The retrieval-composition tension in dense retrieval is not just a training artifact — it has a geometric explanation. Kang et al. (2025) argue that unit-sphere cosine spaces force conceptual clusters into linear superposition. Linear superposition is commutative by construction: a + b = b + a. This makes the geometry hostile to non-commutative structures like negation ("not X" vs "X"), role reversal ("the dog bit the man" vs "the man bit the dog"), or word order ("X happens before Y" vs "Y happens before X").
A pooled-cosine dual encoder compresses variable-length reasoning into a single vector. The geometry of that vector space is structurally incompatible with the relational distinctions natural language constantly makes. Even the canonical example — distinguishing "the dog bit the man" from "the man bit the dog" — is hard for pooled-cosine retrieval. The two sentences have nearly identical lexical content, and the geometric encoding cannot represent the structural difference robustly.

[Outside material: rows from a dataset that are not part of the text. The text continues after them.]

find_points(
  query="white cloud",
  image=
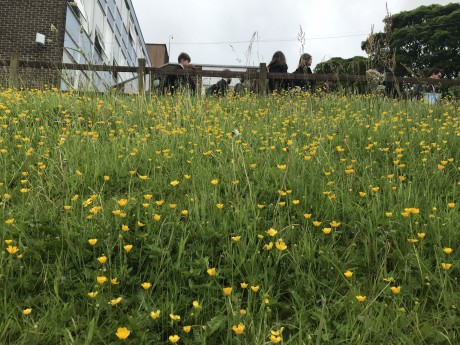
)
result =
(218, 32)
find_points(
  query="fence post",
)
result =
(141, 76)
(263, 79)
(14, 71)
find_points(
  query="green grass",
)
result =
(75, 167)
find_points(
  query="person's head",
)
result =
(435, 73)
(305, 60)
(184, 59)
(278, 59)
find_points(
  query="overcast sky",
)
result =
(220, 32)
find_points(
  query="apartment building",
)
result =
(94, 32)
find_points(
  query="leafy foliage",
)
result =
(423, 38)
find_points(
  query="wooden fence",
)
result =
(259, 74)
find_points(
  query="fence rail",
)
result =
(258, 73)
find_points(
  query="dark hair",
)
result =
(304, 58)
(277, 59)
(435, 71)
(183, 56)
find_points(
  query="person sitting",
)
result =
(303, 68)
(277, 65)
(419, 89)
(175, 82)
(221, 87)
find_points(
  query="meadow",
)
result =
(290, 219)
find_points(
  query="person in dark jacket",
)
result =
(302, 69)
(277, 65)
(221, 87)
(419, 89)
(175, 82)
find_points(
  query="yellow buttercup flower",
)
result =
(146, 285)
(115, 301)
(268, 246)
(446, 266)
(155, 314)
(348, 274)
(174, 338)
(280, 245)
(174, 317)
(271, 232)
(395, 289)
(102, 259)
(12, 249)
(122, 202)
(327, 231)
(447, 250)
(227, 290)
(101, 280)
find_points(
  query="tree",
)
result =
(426, 37)
(336, 65)
(355, 66)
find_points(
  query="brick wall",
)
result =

This identifies why training-recipe fixes have limited reach. Adding structure-targeted negatives during training can improve the discrimination locally but cannot overcome the underlying geometric constraint — the unit-sphere cosine space remains hostile to non-commutativity regardless of how the training objective is shaped. The constraint lives in the space, not in the training procedure.
The implication is methodological. If the goal is faithful retrieval that respects compositional meaning, the architecture has to leave unit-sphere cosine space at some point. Token-level interaction (MaxSim, ColBERT), graph structures, or downstream verifiers operating on richer representations are routes around the constraint. Single-vector retrieval is the wrong tool for compositional sensitivity; pretending otherwise wastes training compute on a problem the architecture cannot solve.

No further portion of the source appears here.